Address correspondence and reprint requests to Dr Rer Nat, Alexander L. Gerlach, Westfalian Wilhelms University of Münster, Department of Psychology, Institute I-Psychological Assessment and Clinical Psychology, Fliednerstr. 21, 48149 Münster, Germany. E-mail: agerlach{at}uni-muenster.de

Objective: Individuals diagnosed with blood-injury phobia respond to venipuncture with strong psychophysiological responses. We investigated whether disgust sensitivity contributes to the fainting response and is associated with parasympathetic activation, as suggested by previous research.

Methods: Twenty individuals diagnosed with blood-injury phobia (9 with a history of fainting to the sight of blood, 11 without such a fainting history) and 20 healthy controls were compared. Psychophysiological responses and self-report measures of anxiety, disgust, and embarrassment were monitored during rest, a paced breathing task, and venipuncture. In addition, trait disgust sensitivity and blood-injury fears were assessed.

Results: Blood-injury phobics reported enhanced anxiety, disgust, and embarrassment during venipuncture. They also experienced heightened arousal, as indicated by heart rate, respiration rate, and minute ventilation. Blood-injury phobics without a fainting history tended toward higher anxiety and disgust scores. There was no evidence for increased parasympathetic activation in either blood-injury phobic subgroup or of an association of disgust and parasympathetic activation.

Conclusion: The tendency to faint when exposed to blood-injury stimuli may suffice as a conditioning event leading into phobia, without specific involvement of disgust sensitivity and parasympathetic activation.
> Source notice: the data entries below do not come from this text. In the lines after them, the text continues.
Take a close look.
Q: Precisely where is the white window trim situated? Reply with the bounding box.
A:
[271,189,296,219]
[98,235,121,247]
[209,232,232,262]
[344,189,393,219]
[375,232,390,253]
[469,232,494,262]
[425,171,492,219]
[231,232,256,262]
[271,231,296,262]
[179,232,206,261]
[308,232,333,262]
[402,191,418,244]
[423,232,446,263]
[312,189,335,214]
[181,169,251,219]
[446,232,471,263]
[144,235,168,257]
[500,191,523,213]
Key Words: blood-injury phobia • specific phobia • fainting • vasovagal syncope • neurocardiogenic syncope • parasympathetic activation • sympathetic activation • respiratory sinus arrhythmia

Abbreviations: BIP+ = blood-injury phobia with a history of fainting; BIP– = blood injury phobia without a history of fainting; RSA = respiratory sinus arrhythmia; PSD HR = log-transformed power spectral density of heart rate oscillations (0.15–0.50 Hz); CMTR LV-HR = coherence-corrected magnitude of the transfer function-relating lung volume oscillations to heart rate oscillations at the peak respiratory frequency; BIFQ = blood-injury-fear questionnaire; FEE = Fragebogen zur Erfassung der Ekelempfindlichkeit.